Es war bereits bekannt, dass die mutierte NPM1-Variante (Kürzel:
NPM1c) ein wichtiger Faktor für die Entstehung von Leukämie ist. „Wir haben nun
aber mit einem interdisziplinären Team verschiedener Arbeitsgruppen der Goethe
Universität einen neuen Weg entdeckt, wie die NPM1c-Genvariante dies macht“,
erklärt Müller. Demnach greift das veränderte Protein in einen wichtigen
Zellprozess ein, die Autophagozytose. Dabei handelt es sich um einen
Stoffwechselweg, über den die Zelle eigene Strukturen recycelt. Diese
„Selbstverdauung“ dient einerseits der Beseitigung defekter Moleküle. „Außerdem
kann die Zelle so ihren Bedarf an wichtigen Bausteinen decken, etwa bei
Nährstoffmangel oder bei erhöhter Zellteilung, einem Charakteristikum von
Krebszellen“, erklärt Hannah Mende, Doktorandin und Erstautorin der Studie.
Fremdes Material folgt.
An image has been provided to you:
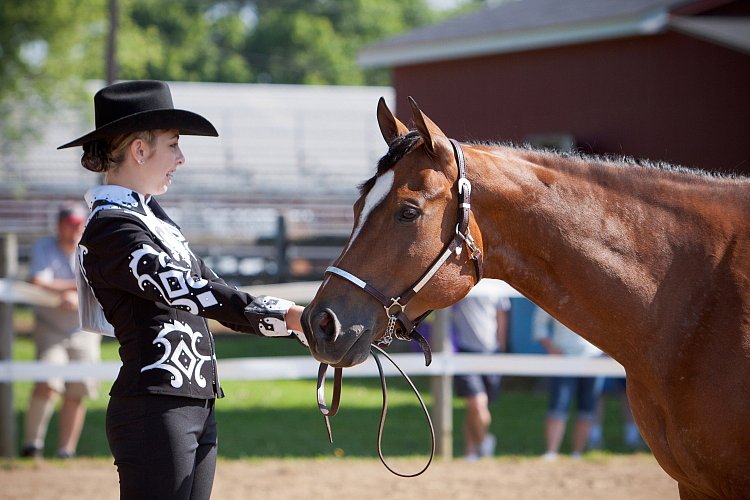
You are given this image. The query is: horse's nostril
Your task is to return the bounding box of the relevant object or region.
[315,309,339,340]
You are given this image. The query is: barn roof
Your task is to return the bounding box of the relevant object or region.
[359,0,750,66]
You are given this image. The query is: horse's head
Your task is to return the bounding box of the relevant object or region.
[302,99,481,367]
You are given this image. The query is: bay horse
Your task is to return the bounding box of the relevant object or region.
[303,98,750,499]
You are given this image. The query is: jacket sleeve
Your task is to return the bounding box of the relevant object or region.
[197,257,294,337]
[84,216,293,337]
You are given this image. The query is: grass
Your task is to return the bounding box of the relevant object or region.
[8,324,644,459]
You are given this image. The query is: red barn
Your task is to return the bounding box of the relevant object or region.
[360,0,750,175]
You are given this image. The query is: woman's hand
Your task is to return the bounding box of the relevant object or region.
[284,304,305,332]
Bei der Autophagozytose erzeugt die Zelle zunächst eine Art
Müllbeutel, das Autophagosom. Darin verpackt sie die zellulären Bestandteile,
die zerlegt und gegebenenfalls wiederverwertet werden sollen. Der Müllbeutel
wird dann zum Wertstoffhof der Zelle transportiert, dem sogenannten Lysosom.
Mit Hilfe von Säure und Enzymen wird dort der Beutelinhalt abgebaut. Danach
werden die Bausteine in die Zelle entlassen, wo sie wiederverwendet werden
können. „Wir konnten nun zeigen, dass NPM1c sowohl die Produktion der
Autophagosomen als auch die der Lysosomen fördert“, sagt Müller.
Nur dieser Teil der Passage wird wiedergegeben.